Provisioned Concurrency scaling example

The majority of Lambda workloads are asynchronous so the default scaling behavior provides a reasonable trade-off between throughput and configuration management overhead. However, for synchronous invocations from interactive workloads, such as web or mobile applications, there are times when you need more control over how many concurrent function instances are ready to receive traffic.

Provisioned Concurrency is a Lambda feature that prepares concurrent execution environments in advance of invocations. Consequently, this can be used to address two issues. First, if expected traffic arrives more quickly than the default burst capacity, Provisioned Concurrency can ensure that your function is available to meet the demand. Second, if you have latency-sensitive workloads that require predictable double-digit millisecond latency, Provisioned Concurrency solves the typical cold start issues associated with default scaling.
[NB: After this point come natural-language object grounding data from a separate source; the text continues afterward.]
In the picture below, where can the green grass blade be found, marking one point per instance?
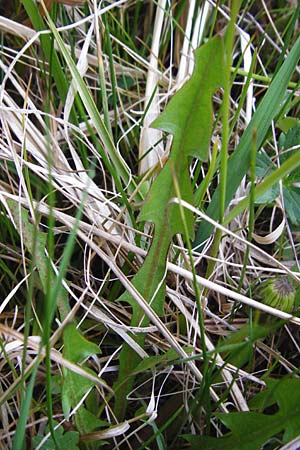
(239, 161)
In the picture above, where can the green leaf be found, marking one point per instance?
(292, 204)
(76, 346)
(189, 118)
(35, 239)
(251, 430)
(239, 161)
(75, 386)
(68, 440)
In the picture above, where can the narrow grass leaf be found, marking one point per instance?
(239, 161)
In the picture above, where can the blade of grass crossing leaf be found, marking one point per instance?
(19, 435)
(188, 117)
(229, 40)
(239, 161)
(287, 167)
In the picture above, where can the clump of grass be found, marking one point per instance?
(129, 315)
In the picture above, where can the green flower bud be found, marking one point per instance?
(277, 292)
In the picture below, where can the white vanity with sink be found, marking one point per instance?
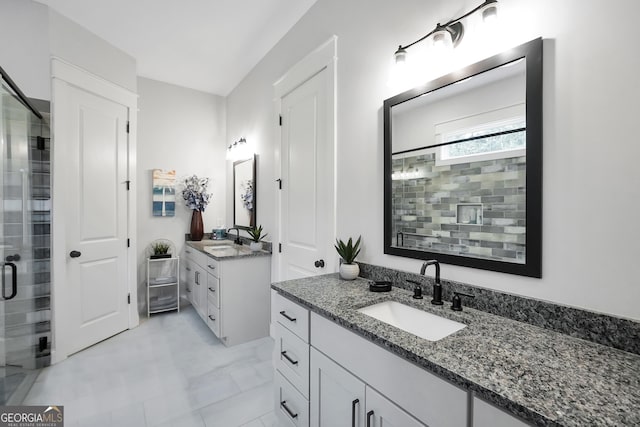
(228, 285)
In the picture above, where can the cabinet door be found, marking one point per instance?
(487, 415)
(199, 290)
(381, 412)
(336, 396)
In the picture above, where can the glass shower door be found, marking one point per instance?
(18, 299)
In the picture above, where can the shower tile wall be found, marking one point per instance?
(28, 316)
(425, 208)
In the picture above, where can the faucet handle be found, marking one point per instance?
(417, 291)
(456, 301)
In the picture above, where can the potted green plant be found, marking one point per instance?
(257, 237)
(349, 270)
(160, 250)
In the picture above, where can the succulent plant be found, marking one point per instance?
(349, 251)
(256, 233)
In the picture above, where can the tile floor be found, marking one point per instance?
(169, 371)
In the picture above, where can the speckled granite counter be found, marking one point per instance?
(542, 376)
(225, 249)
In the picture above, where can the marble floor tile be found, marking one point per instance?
(169, 371)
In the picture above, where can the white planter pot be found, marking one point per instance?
(349, 271)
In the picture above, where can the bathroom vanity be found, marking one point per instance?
(228, 285)
(338, 366)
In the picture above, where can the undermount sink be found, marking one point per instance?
(417, 322)
(218, 247)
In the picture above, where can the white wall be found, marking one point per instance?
(183, 130)
(24, 46)
(75, 44)
(591, 196)
(30, 33)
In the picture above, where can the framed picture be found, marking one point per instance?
(164, 192)
(244, 193)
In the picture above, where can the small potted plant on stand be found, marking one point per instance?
(349, 270)
(257, 237)
(160, 250)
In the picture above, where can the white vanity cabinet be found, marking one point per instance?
(337, 396)
(290, 324)
(487, 415)
(230, 295)
(352, 381)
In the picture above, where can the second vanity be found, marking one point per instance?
(338, 366)
(228, 285)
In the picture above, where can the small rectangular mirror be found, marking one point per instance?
(244, 193)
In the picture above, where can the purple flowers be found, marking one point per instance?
(195, 193)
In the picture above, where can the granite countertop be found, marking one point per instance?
(542, 376)
(225, 249)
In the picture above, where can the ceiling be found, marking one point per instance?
(208, 45)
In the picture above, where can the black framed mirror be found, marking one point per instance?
(244, 193)
(463, 166)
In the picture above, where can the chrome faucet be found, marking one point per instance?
(237, 241)
(437, 287)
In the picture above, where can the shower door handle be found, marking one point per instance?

Provisioned Concurrency is a configuration available for a specific published version or alias of a Lambda function. It does not rely on any custom code or changes to a function’s logic, and it’s compatible with features such as VPC configuration, Lambda layers. For more information on how Provisioned Concurrency optimizes performance for Lambda-based applications, see Performance optimization.

Using the same scenarios with 10,000 requests, the function is configured with a Provisioned Concurrency of 7,000:

               application design figure 5
  1. In case #1, 7,000 requests are handled by the provisioned environments with no cold start. The remaining 3,000 requests are handled by new, on-demand execution environments.

  2. In cases #2-4, all requests are handled by provisioned environments in the minute when they arrive.